What about deployment cadence?

A frequent question: "do I have to deploy every commit to use TBD?"

No. TBD requires main to be deployable, not that it is deployed on every commit. Many TBD teams deploy on a schedule. Some examples:

A small team deploys twice a day, at 11am and 4pm, with a person watching.
A medium team deploys every PR merge during business hours, with automatic rollback on error budget breach.
A larger team deploys per-service on each merge, with canary stages and automated promotion to full traffic.

The discipline is about main always being shippable. Whether you ship is a deployment decision, not a Git decision. Confusing the two is one of the most common reasons teams reject TBD ("we cannot deploy 20 times a day, so TBD is not for us"). You do not need to. You only need main to be safe whenever you decide to ship.

Migration is a separate problem

You may read this post, agree with all of it, and still not know how to get there from your current Gitflow setup. That is normal. Migration is harder than adoption.

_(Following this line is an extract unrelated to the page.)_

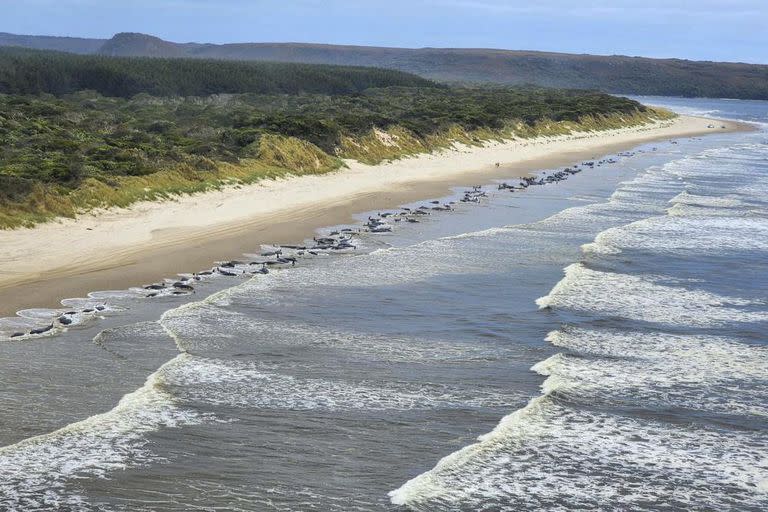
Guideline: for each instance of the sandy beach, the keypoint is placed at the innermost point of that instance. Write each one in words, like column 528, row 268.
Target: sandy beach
column 118, row 248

Post #8 in this series — Migrating from Gitflow to trunk-based development — is a step-by-step playbook for that move. The short version: gradual, over 2–4 months, in five phases. Do not try to migrate overnight. Teams that try usually grind to a halt and revert.

Common myths

Myth 1: "TBD means no branches." Wrong. TBD uses branches all the time — they just live for hours. The model is "branches are cheap and short," not "branches are forbidden." A PR is still a branch.

Myth 2: "TBD means every commit ships to users." Wrong. TBD requires every commit on main to be safe to deploy. It does not require you to actually deploy every commit. Many TBD teams deploy on a schedule (twice a day, once a week). The discipline is that main is always shippable, not that it is always shipped.

Myth 3: "Feature flags are only for A/B tests." Wrong. Most TBD flags are release flags — used to hide unfinished work for a few days until it is ready, then removed. Some flags do live longer for experiments or per-customer toggles, but the everyday use is short-lived "merge it, hide it, ship it when ready, delete the flag."